Tension at the lowest point of a hanging chain

[Joe8]

Homework Statement

Chain of mass M hangs between 2 walls with its ends at the same height. The chain makes an angle θ with each wall. Find the tension at the lowest point of the chain.

a) By considering the forces on half of the chain.

b) By using the fact that the height of the chain is given by y(x) = (1/α) cosh(αx), and considering the vertical forces on an infinitesimal piece at the bottom. This will give the tension in terms of α. Then find α in terms of the given angle θ.
Attempt:
[/B]

Homework Equations

The Attempt at a Solution

a) I called the tension force at the end of the chain attached to the wall T1 and the tension at the bottom To.

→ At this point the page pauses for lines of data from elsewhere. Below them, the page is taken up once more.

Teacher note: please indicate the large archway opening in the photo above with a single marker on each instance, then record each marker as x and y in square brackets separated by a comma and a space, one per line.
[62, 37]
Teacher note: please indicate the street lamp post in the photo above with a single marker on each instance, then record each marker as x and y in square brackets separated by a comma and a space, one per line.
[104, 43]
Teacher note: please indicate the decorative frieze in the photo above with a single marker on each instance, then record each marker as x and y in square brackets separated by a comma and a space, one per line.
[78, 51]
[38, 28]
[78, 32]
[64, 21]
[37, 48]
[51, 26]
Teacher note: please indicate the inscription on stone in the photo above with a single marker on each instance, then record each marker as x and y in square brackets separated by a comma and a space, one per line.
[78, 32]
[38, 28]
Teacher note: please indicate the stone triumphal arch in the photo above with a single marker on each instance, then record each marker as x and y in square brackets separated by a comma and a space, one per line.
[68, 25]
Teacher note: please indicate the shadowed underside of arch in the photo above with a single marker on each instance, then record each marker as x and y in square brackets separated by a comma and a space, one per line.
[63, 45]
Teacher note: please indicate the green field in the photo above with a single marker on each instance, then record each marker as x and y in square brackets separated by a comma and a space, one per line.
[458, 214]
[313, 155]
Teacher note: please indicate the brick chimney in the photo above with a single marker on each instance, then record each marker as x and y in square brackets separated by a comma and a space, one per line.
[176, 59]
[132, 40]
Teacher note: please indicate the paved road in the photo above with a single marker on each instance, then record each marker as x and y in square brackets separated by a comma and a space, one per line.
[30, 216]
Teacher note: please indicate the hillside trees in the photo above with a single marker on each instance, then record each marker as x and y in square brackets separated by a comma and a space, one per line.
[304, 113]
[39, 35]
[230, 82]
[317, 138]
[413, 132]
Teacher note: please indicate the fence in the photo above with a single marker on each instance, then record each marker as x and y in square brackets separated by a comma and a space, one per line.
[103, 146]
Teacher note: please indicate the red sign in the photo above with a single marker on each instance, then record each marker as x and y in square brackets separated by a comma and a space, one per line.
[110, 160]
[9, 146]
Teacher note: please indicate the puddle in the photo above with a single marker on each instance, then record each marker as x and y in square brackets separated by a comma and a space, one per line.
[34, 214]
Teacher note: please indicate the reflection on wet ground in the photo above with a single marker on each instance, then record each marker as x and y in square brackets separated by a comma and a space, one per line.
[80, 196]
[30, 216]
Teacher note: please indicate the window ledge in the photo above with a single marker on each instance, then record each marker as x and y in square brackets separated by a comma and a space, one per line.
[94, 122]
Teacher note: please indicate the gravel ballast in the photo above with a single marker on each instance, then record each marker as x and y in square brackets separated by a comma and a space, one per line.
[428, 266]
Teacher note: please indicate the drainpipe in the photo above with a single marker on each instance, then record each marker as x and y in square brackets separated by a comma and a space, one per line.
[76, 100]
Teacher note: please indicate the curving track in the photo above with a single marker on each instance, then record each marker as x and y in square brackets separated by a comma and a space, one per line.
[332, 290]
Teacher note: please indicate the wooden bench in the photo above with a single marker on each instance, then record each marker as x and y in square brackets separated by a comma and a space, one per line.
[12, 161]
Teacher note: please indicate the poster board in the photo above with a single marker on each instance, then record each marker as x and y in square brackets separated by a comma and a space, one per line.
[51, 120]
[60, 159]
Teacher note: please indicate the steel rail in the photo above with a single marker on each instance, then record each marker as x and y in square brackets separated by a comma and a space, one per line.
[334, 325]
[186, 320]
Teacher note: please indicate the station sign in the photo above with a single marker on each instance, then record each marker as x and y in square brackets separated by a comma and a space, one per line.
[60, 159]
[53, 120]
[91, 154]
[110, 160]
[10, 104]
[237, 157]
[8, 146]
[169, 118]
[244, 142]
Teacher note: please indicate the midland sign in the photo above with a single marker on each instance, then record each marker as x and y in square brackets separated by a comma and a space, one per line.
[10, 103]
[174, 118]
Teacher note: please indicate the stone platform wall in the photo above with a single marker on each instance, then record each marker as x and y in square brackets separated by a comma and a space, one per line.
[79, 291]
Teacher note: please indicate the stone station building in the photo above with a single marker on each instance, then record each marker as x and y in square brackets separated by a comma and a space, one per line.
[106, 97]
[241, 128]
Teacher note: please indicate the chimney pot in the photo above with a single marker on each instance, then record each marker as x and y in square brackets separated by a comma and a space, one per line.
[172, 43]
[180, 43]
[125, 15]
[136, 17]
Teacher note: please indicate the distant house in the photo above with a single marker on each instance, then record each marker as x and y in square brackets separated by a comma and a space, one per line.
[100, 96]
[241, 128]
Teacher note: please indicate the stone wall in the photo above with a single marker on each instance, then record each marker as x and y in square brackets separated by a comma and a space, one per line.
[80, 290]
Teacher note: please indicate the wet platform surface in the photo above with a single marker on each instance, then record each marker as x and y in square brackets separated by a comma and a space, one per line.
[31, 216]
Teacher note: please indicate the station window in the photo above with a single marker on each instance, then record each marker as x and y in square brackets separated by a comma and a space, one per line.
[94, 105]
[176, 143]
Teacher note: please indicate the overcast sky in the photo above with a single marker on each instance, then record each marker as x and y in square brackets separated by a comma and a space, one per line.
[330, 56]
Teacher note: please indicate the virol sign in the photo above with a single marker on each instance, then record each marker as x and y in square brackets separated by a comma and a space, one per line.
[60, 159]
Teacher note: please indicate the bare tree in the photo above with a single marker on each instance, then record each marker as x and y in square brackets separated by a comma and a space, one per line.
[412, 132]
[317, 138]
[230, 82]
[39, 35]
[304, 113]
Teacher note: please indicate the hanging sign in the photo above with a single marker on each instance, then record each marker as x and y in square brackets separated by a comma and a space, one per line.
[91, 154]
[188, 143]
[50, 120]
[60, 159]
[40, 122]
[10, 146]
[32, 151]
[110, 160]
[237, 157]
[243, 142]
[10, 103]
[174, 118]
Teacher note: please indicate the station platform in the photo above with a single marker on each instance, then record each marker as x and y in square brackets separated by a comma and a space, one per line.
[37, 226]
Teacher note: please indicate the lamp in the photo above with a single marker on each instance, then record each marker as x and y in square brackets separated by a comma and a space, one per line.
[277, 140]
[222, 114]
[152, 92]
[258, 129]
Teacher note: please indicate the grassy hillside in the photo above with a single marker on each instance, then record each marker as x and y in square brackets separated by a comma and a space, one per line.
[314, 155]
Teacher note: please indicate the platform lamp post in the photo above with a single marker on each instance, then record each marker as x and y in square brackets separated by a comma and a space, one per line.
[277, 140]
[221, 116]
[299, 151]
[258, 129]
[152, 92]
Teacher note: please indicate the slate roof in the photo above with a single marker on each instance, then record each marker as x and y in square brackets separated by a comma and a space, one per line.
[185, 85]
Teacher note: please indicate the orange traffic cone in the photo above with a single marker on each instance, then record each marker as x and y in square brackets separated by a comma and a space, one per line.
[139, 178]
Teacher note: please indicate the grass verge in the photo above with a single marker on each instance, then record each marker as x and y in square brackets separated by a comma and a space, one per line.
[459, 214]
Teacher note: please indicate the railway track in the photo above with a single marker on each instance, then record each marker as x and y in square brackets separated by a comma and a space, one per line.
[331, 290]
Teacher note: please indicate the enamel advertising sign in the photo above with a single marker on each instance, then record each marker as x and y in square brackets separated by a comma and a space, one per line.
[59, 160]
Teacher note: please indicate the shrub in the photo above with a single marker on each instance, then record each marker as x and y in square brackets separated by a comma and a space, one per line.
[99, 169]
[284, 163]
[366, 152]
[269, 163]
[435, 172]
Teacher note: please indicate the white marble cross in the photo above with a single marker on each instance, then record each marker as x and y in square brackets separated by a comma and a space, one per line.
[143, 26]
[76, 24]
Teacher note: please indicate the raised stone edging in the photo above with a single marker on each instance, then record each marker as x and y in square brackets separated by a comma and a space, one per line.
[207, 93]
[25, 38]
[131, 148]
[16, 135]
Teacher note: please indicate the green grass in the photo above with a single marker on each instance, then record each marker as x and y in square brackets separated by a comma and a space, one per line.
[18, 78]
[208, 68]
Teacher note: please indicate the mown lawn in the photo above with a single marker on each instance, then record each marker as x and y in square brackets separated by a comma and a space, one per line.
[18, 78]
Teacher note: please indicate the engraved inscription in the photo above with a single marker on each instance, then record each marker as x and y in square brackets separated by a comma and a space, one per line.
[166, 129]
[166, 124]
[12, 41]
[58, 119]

Assuming that To is horizontal with no vertical component ( I am not sure that this is a fair assumption):

T1 Sinθ = To (ΣFx=0)
T1 Cosθ= Mg/2 (since we are working on half the chain and ΣFy=0)

Therefore To=Mg(tanθ)/2

b) Now here I have no idea. If I use the same assumption that allowed me to solve a (that the forces at the bottom segment of the chain are horizontal) then there is only the weight (dm * g) in the vertical direction...[/B]

 

[andrewkirk]

Consider a very small piece of chain of length dl, centred at the exact mid-point of the chain, at the bottom. You can calc its weight, and it is supported by the connections to the rest of the chain on either side. Take the derivative of the cosh formula at the points dl/2 from the centre on either side, to get the angle of those supporting pulls.

 

[hawkeye1029]

You could either calculate T1 and To separately using Newton's 2nd Law [involving tension and mass] and combine them after, or you could treat both as part of the same system.